If you're in the 7B–70B range with typical batch sizes and context windows under 8K, the H100 SXM is your best cost-performance option. Its 3.35 TB/s bandwidth and native FP8 support at 1,979 TFLOPS make it highly efficient for modern quantized models (Source: NVIDIA H100 Tensor Core GPU Datasheet, 2023).
Plus, if you're using TensorRT-LLM or vLLM with dynamic batching, you'll extract more throughput per dollar than you would on an A100.
For sub-7B models with low concurrency, or for internal tooling and demos, the L4 or a managed inference API is probably cheaper than running a full H100 instance at low utilization.
FAQ
What's the cheapest way to run Llama 3 70B inference?

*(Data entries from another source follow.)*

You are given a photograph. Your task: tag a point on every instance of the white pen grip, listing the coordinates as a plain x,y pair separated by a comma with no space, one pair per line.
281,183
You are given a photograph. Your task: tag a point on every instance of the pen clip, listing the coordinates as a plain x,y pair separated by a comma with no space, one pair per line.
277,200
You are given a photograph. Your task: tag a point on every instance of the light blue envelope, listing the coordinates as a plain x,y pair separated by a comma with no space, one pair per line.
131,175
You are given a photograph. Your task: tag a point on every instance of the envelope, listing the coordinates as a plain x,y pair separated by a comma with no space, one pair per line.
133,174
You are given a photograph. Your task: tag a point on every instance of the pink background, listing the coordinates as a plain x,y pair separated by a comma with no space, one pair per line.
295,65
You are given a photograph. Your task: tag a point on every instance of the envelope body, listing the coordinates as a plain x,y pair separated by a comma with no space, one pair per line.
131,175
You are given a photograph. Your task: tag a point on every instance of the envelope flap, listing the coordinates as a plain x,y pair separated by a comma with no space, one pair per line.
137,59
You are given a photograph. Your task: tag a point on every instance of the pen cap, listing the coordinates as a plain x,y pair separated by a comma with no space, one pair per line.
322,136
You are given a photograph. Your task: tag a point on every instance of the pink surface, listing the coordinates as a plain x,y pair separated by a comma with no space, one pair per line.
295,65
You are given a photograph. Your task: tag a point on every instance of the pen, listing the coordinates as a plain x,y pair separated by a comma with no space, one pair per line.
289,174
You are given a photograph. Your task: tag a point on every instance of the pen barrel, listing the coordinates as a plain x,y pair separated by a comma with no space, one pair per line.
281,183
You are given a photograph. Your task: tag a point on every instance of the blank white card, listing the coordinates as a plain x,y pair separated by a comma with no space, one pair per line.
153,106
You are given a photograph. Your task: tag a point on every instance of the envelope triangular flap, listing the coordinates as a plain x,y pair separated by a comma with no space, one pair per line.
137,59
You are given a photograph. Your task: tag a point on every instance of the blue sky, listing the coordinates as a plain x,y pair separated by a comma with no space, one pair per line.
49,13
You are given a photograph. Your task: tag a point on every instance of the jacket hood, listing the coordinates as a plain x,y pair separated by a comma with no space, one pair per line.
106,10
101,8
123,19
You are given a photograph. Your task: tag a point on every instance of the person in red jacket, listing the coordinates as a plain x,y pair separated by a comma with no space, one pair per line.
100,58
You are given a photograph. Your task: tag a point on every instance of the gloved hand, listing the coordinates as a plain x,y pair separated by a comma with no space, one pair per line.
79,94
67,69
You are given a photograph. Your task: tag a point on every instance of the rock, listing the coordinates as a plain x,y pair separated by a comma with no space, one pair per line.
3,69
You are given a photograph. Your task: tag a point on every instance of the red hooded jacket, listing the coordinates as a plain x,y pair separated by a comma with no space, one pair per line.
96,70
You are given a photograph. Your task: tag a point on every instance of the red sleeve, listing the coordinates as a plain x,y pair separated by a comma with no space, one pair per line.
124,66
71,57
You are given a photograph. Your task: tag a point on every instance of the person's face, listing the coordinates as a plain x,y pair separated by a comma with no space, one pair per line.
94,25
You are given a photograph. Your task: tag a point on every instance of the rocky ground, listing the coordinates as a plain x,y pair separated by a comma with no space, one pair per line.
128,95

That depends on your traffic. At high utilization (60%+), a single H200 SXM typically delivers the best cost-per-token for 70B models. At low or unpredictable traffic, a managed inference API avoids GPU idle costs entirely.
Check gmicloud.ai/pricing for current rates on both paths.

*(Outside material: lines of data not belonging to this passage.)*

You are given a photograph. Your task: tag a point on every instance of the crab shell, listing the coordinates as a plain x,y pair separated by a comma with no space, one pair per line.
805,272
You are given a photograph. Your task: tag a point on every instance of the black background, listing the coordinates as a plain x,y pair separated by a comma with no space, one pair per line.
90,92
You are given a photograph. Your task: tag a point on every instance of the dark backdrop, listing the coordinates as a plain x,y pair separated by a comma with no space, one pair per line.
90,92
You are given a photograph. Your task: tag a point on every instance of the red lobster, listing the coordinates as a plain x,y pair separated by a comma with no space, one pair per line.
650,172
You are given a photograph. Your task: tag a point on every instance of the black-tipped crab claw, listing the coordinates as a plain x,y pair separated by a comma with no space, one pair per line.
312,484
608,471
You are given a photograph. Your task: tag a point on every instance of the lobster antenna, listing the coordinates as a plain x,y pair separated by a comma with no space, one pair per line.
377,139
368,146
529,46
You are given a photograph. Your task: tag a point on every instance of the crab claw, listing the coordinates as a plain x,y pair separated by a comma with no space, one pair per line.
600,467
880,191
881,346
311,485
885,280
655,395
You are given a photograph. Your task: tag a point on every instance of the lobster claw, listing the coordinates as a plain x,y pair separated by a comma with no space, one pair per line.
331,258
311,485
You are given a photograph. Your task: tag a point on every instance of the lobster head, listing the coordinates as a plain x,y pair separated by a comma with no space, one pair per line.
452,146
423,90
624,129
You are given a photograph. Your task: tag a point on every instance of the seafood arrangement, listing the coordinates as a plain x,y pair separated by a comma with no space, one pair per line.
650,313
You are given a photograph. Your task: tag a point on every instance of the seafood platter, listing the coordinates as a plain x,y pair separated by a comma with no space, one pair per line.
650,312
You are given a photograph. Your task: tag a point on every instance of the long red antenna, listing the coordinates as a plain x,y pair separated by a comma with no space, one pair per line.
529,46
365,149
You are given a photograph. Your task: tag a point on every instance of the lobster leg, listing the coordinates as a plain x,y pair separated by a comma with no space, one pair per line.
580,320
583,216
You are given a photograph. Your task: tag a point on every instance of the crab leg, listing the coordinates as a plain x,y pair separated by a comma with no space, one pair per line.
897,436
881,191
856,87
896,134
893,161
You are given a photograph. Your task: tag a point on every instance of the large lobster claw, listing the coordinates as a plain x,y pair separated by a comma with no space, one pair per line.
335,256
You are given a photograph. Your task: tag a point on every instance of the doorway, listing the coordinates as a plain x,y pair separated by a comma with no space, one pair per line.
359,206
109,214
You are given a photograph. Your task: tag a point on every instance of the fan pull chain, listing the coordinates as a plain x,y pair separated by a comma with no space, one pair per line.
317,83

How much VRAM does Llama 3 70B need? In FP16, approximately 140 GB — right at the H200's limit. In FP8 (using TensorRT-LLM or vLLM's FP8 mode), you can fit it in around 70–80 GB, which means a single H100 SXM with some headroom for KV-cache.
Does the A100 still make sense for LLM inference? For smaller models (7B–13B) where you're optimizing for cost over throughput, yes. For anything 30B and above, or workloads requiring FP8 for speed, the H100 typically delivers better cost-per-token despite the higher hourly rate.

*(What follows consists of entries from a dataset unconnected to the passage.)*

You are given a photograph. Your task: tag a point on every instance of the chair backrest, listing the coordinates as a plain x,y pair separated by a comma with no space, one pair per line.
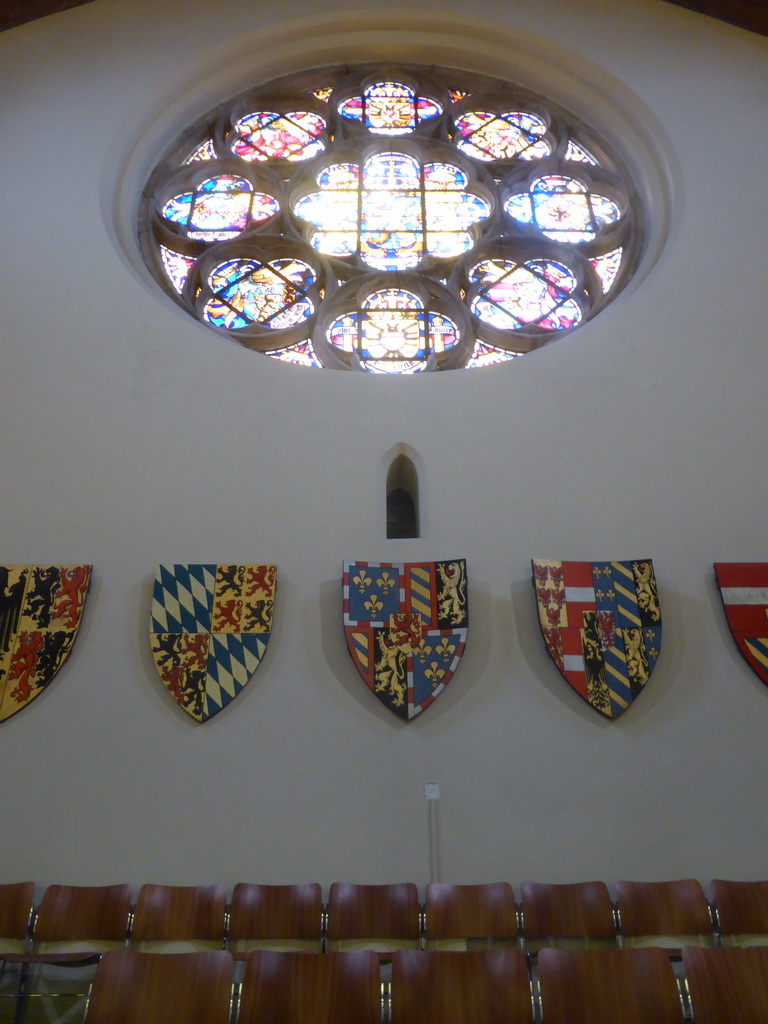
15,911
178,919
82,919
150,988
489,986
380,918
603,986
571,915
298,988
470,916
742,911
664,913
727,986
288,916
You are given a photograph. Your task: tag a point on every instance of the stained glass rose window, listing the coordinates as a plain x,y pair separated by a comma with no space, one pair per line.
390,220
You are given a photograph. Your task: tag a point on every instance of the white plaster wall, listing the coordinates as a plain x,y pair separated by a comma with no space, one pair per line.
131,435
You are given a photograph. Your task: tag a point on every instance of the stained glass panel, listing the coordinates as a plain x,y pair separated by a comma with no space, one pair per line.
219,208
578,153
406,186
486,355
389,211
389,109
271,295
485,135
301,355
205,151
562,209
176,266
264,135
514,295
392,324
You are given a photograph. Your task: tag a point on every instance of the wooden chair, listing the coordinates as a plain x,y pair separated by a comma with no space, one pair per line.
727,986
162,988
288,918
574,915
75,926
742,911
178,919
670,914
379,918
296,988
603,986
462,918
489,986
15,914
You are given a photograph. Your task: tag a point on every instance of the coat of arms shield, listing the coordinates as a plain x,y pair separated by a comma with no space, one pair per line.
406,627
602,627
40,611
209,630
743,588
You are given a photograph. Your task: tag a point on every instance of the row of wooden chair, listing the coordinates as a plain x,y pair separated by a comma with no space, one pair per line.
76,920
635,986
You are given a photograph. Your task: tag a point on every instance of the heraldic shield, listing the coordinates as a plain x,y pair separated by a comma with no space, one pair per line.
743,588
602,627
40,611
406,626
209,630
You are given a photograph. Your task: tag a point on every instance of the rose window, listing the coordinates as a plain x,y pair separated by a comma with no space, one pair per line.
390,220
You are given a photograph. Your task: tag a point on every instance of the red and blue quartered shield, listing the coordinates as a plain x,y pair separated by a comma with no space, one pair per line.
743,588
602,627
40,611
209,630
406,626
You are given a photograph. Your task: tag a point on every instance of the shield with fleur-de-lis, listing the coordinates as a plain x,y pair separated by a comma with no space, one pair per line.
209,629
602,627
743,588
41,607
406,626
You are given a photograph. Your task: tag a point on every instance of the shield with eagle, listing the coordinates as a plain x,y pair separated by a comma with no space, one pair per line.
406,627
602,627
209,630
41,607
743,588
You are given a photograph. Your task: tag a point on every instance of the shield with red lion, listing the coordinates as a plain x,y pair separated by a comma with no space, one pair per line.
602,627
40,611
406,627
743,588
209,630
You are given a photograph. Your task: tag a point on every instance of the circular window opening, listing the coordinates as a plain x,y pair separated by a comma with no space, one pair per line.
391,219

The A100's 2.0 TB/s bandwidth bottlenecks decode on large models (Source: NVIDIA A100 Tensor Core GPU Datasheet).
Is the H200 worth the extra cost over H100? For 70B+ models or long-context workloads, the H200's 1.9x inference speedup on Llama 2 70B (NVIDIA H200 Tensor Core GPU Product Brief, 2024) means you serve roughly 1.9x more tokens per GPU-hour.
The ~19% price premium often results in lower cost-per-token for these workloads.
What's the difference between a GPU instance and an inference API? A GPU instance gives you a dedicated GPU to configure and serve however you want. An inference API gives you a pre-deployed model endpoint where you pay per request.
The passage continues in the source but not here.